In Brasilien standen sie zunächst ebenso vor etlichen Schwierigkeiten. Ein ausgeprägtes Hilfssystem für Flüchtlinge seitens des Staates gibt es in dem südamerikanischen Land nicht. Mit Gelegenheitsjobs, harter Arbeit und auch der Hilfe von anderen haben sie sich über Wasser gehalten und in zwei der vielen Favelos Rio de Janeiro Unterschlupf gefunden.
Popole und Yolande sind kein Paar. Verbunden sind sie miteinander durch ihre Lebensgeschichte und durch das Judo. Die Kampfsportart war es auch, die sie zur Olympiade gebracht hat. Zunächst haben sie 2015 ganz ohne große Wettkampfambitionen am ”Instituto Reação” wieder angefangen zu trainieren. Am gleichen Institut hat auch Rafaela Silva mit Judo angefangen, die erst vor wenigen Tagen das erste Gold der Olympiade Rio 2016 für Brasilien geholt hat.

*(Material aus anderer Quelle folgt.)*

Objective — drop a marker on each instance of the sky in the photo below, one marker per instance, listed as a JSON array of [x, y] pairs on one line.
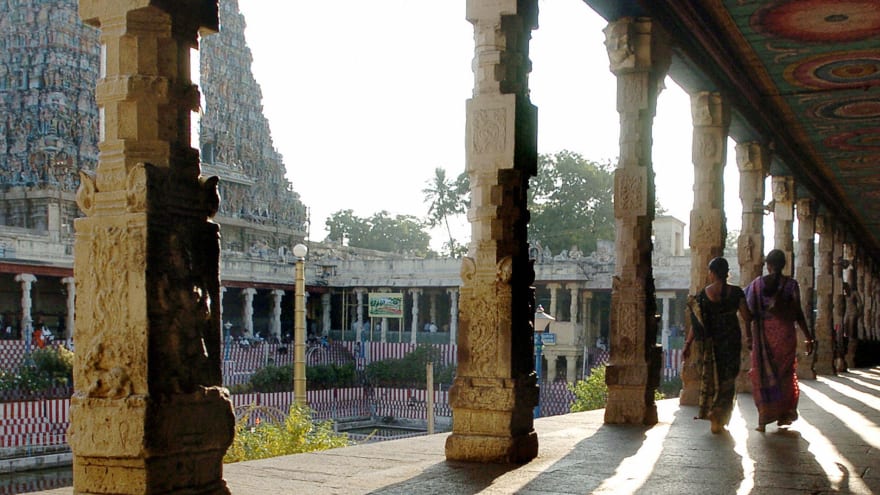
[[366, 99]]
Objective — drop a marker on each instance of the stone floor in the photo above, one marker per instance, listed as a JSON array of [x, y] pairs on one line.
[[833, 448]]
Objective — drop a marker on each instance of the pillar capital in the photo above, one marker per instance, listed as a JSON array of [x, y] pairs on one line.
[[753, 157], [637, 45]]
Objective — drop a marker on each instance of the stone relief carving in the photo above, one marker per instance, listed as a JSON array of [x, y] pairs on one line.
[[621, 52], [489, 131], [85, 194], [468, 270], [631, 190], [136, 189]]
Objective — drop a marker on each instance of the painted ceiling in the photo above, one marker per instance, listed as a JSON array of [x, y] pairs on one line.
[[803, 75]]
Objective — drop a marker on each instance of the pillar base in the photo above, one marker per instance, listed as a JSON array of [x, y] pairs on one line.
[[630, 395], [485, 448], [136, 445]]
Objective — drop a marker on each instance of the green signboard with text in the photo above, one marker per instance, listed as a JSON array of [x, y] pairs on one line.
[[386, 305]]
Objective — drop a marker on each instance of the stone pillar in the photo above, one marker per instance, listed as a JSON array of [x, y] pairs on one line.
[[222, 294], [432, 307], [148, 413], [839, 300], [783, 219], [69, 317], [414, 328], [823, 363], [494, 392], [805, 275], [359, 327], [27, 281], [639, 55], [551, 367], [708, 229], [587, 315], [453, 315], [753, 162], [275, 330], [326, 311], [868, 296], [573, 289], [553, 288], [571, 368], [248, 310], [666, 301], [854, 280]]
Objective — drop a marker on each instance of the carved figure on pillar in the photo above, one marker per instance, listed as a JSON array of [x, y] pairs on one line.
[[495, 391], [148, 364], [639, 56]]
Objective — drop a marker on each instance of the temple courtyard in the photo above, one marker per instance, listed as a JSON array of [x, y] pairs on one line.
[[832, 448]]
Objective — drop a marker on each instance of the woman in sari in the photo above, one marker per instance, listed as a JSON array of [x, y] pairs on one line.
[[774, 300], [714, 321]]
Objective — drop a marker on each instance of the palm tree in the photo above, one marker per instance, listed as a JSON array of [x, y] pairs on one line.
[[446, 198]]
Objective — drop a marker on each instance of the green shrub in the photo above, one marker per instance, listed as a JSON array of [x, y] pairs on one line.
[[44, 369], [670, 388], [56, 362], [590, 393], [410, 371], [325, 376], [298, 433], [273, 379]]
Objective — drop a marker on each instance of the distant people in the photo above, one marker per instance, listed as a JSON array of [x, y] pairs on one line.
[[775, 302], [715, 324]]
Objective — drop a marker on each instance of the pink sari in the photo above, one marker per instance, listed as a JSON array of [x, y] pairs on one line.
[[774, 355]]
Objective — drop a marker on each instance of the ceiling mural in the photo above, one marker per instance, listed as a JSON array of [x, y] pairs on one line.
[[806, 77], [822, 58]]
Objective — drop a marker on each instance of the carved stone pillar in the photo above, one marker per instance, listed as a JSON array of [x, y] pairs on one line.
[[494, 391], [571, 368], [553, 288], [573, 290], [277, 295], [869, 297], [823, 363], [805, 275], [27, 281], [783, 219], [839, 301], [414, 328], [432, 306], [855, 282], [326, 311], [359, 328], [247, 296], [453, 315], [639, 55], [148, 414], [69, 317], [753, 161], [708, 230], [222, 293]]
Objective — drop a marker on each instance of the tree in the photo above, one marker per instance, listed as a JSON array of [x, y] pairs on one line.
[[446, 198], [571, 202], [399, 234]]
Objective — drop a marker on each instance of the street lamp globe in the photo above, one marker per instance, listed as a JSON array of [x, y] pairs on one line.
[[300, 250]]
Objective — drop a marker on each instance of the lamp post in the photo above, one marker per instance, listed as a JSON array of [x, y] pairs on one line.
[[299, 327], [540, 318]]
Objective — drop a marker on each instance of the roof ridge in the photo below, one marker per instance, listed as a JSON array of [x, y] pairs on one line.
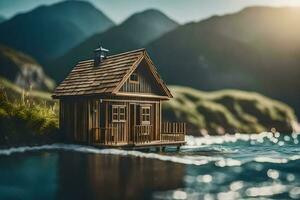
[[127, 52], [115, 55]]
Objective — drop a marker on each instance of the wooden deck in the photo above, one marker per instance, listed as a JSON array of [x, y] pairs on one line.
[[152, 144], [172, 134]]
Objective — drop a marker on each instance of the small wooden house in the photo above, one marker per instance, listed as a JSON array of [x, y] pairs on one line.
[[116, 101]]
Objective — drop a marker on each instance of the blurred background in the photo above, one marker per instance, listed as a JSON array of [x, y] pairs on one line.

Erst Anfang dieses Jahres wurden die zwei dann vom Internationalen Olympischen Komitee (IOC) als Integranten des ersten Flüchtlingskomitees an den Sommerspielen teilzunehmen. Wozu andere Athleten vier Jahre Zeit hatten, blieben Popole und Yolande nur wenige Monate.
Genau genommen hatten die zwei nur vier Monate, um sich auf die Olympiade vorzubereiten, wie ihr Trainer Sensei Geraldo Bernardes konstatiert. Er war ihr Trainer, Physiotherapeut und auch Psychologe und er ist für sie wie ein Vater, wie Yolande betont.
Mit Hilfe Bernardes und des Institutes ist es ebenso gelungen die zwei in einem Kurs an der Universidade Estácio de Sá einzuschreiben, mit dem sie die Chance erhalten, am Nationalexamen Enem teilzunehmen, das die Voraussetzung für ein Studium an einer Hochschule und für viele Arbeitsstellen ist.